5.4.4 The ‘Paediatricians as expert witnesses in the Family Courts in England and Wales: Standards, competencies and expectations’ guidance is useful here : 

“Treating paediatricians may be called as a professional witness to give evidence in relation to their role in the case. This is distinct from being instructed as an expert to provide an opinion on the medical issues. In the event that a treating doctor is called to give evidence, this is confined to the factual evidence that they can give on their role in the case, and where appropriate, the clinical opinion that they came to with the facts available to them at the time…

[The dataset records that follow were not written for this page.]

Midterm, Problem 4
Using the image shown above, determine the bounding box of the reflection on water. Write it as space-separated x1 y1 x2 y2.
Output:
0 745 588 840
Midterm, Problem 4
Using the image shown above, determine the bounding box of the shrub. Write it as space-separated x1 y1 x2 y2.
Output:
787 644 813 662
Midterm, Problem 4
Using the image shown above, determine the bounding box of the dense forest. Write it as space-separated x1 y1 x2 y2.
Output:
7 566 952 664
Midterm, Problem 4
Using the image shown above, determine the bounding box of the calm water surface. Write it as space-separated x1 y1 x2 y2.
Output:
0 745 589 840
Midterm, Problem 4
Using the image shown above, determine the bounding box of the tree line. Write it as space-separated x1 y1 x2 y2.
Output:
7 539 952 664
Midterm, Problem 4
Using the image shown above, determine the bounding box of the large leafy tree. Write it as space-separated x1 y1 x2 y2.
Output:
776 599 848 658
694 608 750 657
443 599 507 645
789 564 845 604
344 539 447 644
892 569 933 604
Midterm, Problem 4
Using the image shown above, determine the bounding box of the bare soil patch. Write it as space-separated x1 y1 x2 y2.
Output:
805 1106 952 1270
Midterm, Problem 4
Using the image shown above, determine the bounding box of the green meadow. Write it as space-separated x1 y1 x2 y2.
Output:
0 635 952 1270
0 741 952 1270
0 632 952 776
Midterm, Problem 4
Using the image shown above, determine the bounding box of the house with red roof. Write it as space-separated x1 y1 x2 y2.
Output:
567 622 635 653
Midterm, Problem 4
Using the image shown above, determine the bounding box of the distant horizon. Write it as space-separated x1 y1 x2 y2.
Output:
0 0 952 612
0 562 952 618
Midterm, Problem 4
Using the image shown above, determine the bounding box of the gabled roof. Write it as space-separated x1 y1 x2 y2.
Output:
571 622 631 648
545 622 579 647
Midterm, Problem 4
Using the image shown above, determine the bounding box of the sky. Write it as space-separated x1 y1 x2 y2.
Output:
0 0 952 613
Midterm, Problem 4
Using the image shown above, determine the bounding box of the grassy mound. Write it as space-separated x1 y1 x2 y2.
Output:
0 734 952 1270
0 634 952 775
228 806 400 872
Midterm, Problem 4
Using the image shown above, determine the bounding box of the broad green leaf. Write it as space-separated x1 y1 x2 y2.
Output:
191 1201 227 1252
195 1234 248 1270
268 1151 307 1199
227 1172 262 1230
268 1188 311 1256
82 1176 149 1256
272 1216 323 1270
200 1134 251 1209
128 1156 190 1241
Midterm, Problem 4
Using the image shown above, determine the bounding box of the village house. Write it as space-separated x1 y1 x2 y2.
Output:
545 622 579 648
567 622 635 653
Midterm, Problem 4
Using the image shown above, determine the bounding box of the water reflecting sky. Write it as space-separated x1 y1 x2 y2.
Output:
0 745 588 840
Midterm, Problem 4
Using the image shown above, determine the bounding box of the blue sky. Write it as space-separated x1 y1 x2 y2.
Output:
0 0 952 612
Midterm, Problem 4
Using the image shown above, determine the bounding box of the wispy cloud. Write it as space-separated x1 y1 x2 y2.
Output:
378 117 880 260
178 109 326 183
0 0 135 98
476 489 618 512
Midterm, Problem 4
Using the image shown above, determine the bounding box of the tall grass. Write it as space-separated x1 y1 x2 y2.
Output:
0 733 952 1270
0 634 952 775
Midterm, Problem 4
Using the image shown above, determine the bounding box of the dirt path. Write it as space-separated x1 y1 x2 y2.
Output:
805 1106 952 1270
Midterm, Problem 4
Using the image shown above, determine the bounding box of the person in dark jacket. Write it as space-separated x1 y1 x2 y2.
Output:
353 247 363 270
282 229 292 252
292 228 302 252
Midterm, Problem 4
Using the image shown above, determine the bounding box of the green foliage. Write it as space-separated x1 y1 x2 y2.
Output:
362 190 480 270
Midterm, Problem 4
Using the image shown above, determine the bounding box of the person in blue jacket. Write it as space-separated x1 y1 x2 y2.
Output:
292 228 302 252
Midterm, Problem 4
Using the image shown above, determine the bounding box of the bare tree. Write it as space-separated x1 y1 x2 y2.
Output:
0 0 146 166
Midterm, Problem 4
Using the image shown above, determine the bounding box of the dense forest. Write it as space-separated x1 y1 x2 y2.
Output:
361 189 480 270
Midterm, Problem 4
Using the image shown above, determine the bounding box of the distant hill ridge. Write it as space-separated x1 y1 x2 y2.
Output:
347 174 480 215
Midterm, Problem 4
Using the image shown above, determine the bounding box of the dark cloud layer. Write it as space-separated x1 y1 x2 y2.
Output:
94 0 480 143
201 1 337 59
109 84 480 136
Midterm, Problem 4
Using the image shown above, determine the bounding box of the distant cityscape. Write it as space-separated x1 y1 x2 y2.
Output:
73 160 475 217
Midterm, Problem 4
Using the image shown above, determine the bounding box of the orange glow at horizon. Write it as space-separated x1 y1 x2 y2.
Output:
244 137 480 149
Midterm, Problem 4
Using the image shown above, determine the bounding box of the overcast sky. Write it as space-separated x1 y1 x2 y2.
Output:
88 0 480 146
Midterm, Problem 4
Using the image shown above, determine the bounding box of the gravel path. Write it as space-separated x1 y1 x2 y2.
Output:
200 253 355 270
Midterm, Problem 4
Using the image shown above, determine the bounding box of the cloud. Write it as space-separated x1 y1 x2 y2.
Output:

Ultimately, the treating doctor is a witness of fact and is not called to give an expert opinion beyond an explanation of their diagnosis and treatment and generally the work they have done in the case and reasons why they have come to the diagnosis.’

5.4.5 Although sometimes courts have been happy to treat the paediatrician who did the child protection medical as an expert in the case, the RCPCH guidance now makes clear that in the case of paediatricians this blurring should usually not be allowed. If the court needs a full, objective analysis of all the possible explanations for apparent injuries, it will need an expert report.

5.4.6 See above for when it is appropriate to ask written questions of the treating paediatrician.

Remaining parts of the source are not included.